Cindy meets Alistair Longford (Terence Harvey), a rich pensioner who assumes Cindy saved him from choking to death, when it was actually Myra McQueen (Nicole Barber-Lane). Cindy accompanies Alistair on several dates, and after a couple of days with each other's knowledge, he proposes. Cindy is initially hesitant, but accepts upon discovering he is a multi-millionaire. However, Jacqui McQueen (Claire Cooper) blackmails Cindy, threatening to tell Alistair that it was Myra who saved his life. Jacqui and Myra plan Cindy's wedding. Steph is horrified to discover Cindy is marrying Alistair, who is in his seventies. Alistair's mother Blanche Longford (Georgina Hale) arrives in Hollyoaks after being called by his granddaughters India (Beth Kingston) and Texas (Bianca Hendrickse-Spendlove) in an attempt to sabotage the wedding. Blanche's plans fail, but she refuses to believe Cindy truly loves Alistair. Cindy is eventually made to tell Alistair that Myra had actually saved his life. However, this does not hinder Alistair's decision to marry her. On the day of the wedding, Darren tries to talk Cindy out of it and asks her to marry him, which she rejects. Blanche witnesses Darren and Cindy together and during the wedding, tells Alistair that they are having an affair. Darren and Cindy deny an affair and the wedding goes ahead. Before she leaves for her honeymoon, Cindy apologises to Steph and says goodbye, knowing it may be the last time she sees her as Steph is terminally ill with cancer. Cindy assures Holly she has only married Alistair to secure her a good life. Alistair and Cindy leave, although she seems displeased when he reveals he has bought viagra.

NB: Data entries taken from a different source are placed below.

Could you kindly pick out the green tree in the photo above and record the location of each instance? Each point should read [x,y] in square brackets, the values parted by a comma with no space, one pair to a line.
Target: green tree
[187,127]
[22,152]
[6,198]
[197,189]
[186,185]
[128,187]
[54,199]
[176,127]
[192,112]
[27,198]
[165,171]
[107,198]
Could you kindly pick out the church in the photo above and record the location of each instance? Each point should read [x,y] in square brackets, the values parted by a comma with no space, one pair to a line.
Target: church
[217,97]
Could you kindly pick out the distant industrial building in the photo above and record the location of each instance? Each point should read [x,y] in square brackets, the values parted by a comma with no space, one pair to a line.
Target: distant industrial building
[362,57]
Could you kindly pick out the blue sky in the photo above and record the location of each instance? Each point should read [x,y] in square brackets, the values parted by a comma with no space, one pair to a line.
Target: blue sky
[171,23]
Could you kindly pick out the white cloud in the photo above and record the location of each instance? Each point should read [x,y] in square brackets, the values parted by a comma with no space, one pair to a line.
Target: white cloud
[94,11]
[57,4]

In March 2011, Tony is shocked to discover that Cindy is the buyer of The Look Sharpe Spa, having become a millionairess, following the death of Alistair and decides to make changes by introducing a new uniform and changing the name of the Spa. She later goes to visit Darren and is shocked to discover he is the father of twins but she later employs him as her chauffeur. However, Nancy Hayton (Jessica Fox) tells him not to do the job but he tells her that he earns financial gain and doesn't listen to her, but Cindy is later annoyed as she realises Nancy will be in the car with them. She later befriends Noah Baxter (Law Thompson), who is her colleague at the Spa. She and Cheryl Brady (Bronagh Waugh) decided to have a party for gays in which she employs Tony to be a waiter for the evening. He agrees to carry on with the job because of the money he is being paid, although he is purposefully made to feel uncomfortable when he is repeatedly slapped on the bum.

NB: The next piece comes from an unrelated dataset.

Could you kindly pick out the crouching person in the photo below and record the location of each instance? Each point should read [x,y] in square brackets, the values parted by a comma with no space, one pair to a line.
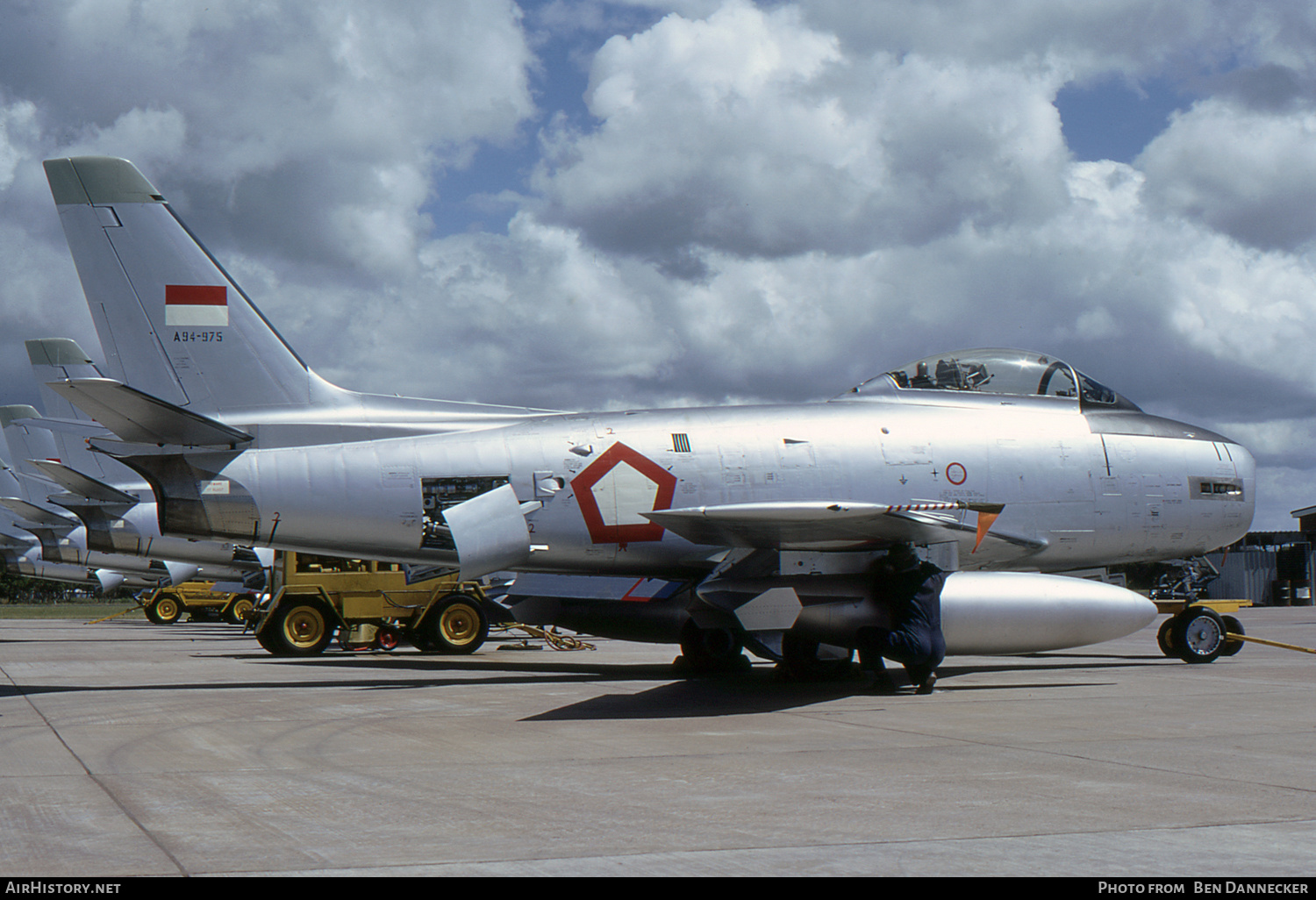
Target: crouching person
[911,589]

When Mandy returned to Hollyoaks as manager of Cinergy, Mandy and Texas planned to scam Cindy out of her money by getting her to buy fake expensive paintings. They also got Cindy to buy a snake, which is later revealed as poisonous and when the snake escapes the girls panic. Cindy finds out that Mandy and Texas were continuing to con her out of her money and at first she is furious with Mandy and threatens to call the police, but later makes up with her. A priest named Father Francis (Richard Winsor) arrives in Hollyoaks and catches the affections of Cindy and Carmel Valentine (Gemma Merna) who also works in Cinergy. Cindy donates a large sum of money to Father Francis's charity, but it is later revealed that Father Francis is a con artist posing as a priest in order to steal Cindy's money.

In January 2012, Carmel finds out that Cindy has been ignoring "final demands" letters, when Cindy refuses to pay Carmel's wages, her mother Myra and sister Jacqui start to loot Cinergy and a fight breaks out between Cindy and Jacqui. The police are called and Cindy, Carmel, Jacqui, Myra, Cheryl, Nancy and Lynsey Nolan (Karen Hassan) are arrested. Cindy loses all of her money and businesses, and is left bankrupt. She is offered a job and a place to stay by her ex-husband Tony.

Cindy helps Darren plan a secret wedding to Nancy but unbeknownst to him, she is trying to win him back. When they dress shop together, Darren briefly cheats on Nancy by kissing Cindy and she is left feeling upset when he pushes her away. Eventually, Cindy accepts they won't have a future and ends up saving the day by confirming to Nancy, who is having doubts about his infidelity, that he is not having an affair. Cindy gets intoxicated at the reception and ends up having sex with Tony.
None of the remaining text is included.